If you use Signal (or Discord or whatever) and want to switch to a different domain. You cannot. If you switch to a different protocol, everyone in your contacts has to switch as well, or you lose that contact. The network effect forces you into the service of one provider. The only way out of there would be if the service get so bad, that a critical mass leaves, but you will have to deal with that bad service all the way.
As long as financial interest are there, non-federated services will sooner or later start to enshittyfy. So if you choose a communication medium, choose something that leaves your options open. If you don’t like Matrix, try XMPP, it has come a long way as well.
Andromxda@lemmy.dbzer0.com 1 year ago
Well, you can still insert client side decryption into the app.
That’s why all clients are fully open-source. You can also use a fork like Molly.
cmhe@lemmy.world 1 year ago
AFAIK, Signal does not want anyone to use alternative clients, has that changed?
Andromxda@lemmy.dbzer0.com 1 year ago
so the company can be bought
The company (Signal Messenger LLC) is fully owned by Signal Foundation, a 501©3 non profit organization.
Try to use federated services
I generally like this idea, and I also use federated services for things like social media, that’s why we’re having a discussion here on Lemmy. But it introduces some issues with private messaging, like lack of reliability, which sucks if you want to use Matrix as your primary messenger, as well as metadata leaks.

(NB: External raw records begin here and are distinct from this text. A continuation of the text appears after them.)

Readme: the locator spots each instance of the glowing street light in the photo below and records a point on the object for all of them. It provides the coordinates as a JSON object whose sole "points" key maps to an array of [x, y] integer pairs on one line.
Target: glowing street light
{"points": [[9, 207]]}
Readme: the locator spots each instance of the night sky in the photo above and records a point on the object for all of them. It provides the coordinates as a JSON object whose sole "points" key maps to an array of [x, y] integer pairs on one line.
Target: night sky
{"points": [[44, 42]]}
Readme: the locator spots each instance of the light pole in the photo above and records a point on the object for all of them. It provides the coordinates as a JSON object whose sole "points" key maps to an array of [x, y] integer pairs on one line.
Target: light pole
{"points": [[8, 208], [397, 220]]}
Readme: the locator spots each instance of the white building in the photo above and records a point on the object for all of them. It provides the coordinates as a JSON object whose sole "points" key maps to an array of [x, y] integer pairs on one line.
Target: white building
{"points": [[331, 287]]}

Federation is not always the answer, and in my opinion definitely not when it comes private and secure messaging.
they are more robust against hostile take overs
Probably around 80-90% of Matrix users are on the matrix.org homeserver, so it’s absolutely not as decentralized and resilient as you think it is.
cmhe@lemmy.world 1 year ago
The company (Signal Messenger LLC) is fully owned by Signal Foundation, a 501©3 non profit organization.

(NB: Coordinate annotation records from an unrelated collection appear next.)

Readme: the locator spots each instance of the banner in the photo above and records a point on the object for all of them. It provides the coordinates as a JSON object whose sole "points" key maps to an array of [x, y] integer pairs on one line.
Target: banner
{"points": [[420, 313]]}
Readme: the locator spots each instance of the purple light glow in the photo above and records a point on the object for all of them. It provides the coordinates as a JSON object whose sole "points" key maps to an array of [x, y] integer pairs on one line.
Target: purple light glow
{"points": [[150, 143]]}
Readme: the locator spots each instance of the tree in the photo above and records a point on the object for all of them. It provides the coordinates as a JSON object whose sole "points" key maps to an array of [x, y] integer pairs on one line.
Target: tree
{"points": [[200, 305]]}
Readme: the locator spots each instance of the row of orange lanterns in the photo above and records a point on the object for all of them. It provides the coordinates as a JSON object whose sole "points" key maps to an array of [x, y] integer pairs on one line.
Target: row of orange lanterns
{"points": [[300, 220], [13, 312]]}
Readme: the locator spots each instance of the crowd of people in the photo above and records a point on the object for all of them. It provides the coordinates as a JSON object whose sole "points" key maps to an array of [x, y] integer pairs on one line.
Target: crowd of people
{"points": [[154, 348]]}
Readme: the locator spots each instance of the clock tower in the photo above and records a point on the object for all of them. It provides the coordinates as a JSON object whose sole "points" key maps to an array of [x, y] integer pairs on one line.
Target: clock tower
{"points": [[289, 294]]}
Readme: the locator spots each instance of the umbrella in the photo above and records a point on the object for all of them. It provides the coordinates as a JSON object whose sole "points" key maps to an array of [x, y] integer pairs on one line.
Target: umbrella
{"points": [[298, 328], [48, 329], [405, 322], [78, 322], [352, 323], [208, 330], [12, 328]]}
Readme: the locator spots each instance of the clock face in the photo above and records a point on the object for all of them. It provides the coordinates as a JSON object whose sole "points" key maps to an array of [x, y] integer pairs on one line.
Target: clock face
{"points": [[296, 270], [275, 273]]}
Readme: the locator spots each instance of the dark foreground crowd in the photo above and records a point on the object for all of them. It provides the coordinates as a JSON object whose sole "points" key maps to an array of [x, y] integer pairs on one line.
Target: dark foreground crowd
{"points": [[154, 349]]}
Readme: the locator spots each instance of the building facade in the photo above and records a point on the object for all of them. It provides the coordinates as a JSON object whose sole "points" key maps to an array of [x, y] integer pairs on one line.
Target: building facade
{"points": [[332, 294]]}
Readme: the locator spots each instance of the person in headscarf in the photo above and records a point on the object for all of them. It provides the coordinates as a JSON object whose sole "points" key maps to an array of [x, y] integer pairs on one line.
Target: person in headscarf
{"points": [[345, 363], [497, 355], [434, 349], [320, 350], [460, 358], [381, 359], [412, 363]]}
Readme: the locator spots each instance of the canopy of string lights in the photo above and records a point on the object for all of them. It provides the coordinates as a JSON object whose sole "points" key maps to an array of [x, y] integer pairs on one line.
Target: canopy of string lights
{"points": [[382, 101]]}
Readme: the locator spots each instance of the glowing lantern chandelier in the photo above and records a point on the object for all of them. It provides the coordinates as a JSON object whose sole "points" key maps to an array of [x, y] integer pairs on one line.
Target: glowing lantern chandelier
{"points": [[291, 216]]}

OpenAI is also non-profit. Not really an argument.
Probably around 80-90% of Matrix users are on the matrix.org homeserver, so it’s absolutely not as decentralized and resilient as you think it is.
Well, the goal is that moving to your own server, will not mean that you will loose access to all your contacts. Which makes moving instances much simpler. If Matrix gets a hostile take-over, your don’t really need to reach a critical mass for an alternative server.
TokyoMonsterTrucker@lemmy.dbzer0.com 1 year ago
This is such a bad take it seems like deliberate misinformation.
Signal is open-source software maintained by a non-profit. User data is not stored on Signal servers, they have no way to access messages as they are stored and encrypted on your phone. If the Signal Foundation were revealed as bad actors then the open-source code could be forked to a new project.
Feel free to fully evaluate their code here: github.com/signalapp
Adanisi@lemmy.zip 1 year ago
That’s the signal app. The software which runs on their servers is proprietary.
Andromxda@lemmy.dbzer0.com 1 year ago
No it’s not: github.com/signalapp/signal-server
Adanisi@lemmy.zip 1 year ago
TIL. Was it in the past?
KingRandomGuy@lemmy.world 1 year ago
No, the server is on the github account linked above as well. The repo is here.
Signal however doesn’t federate and does not generally support third-party clients.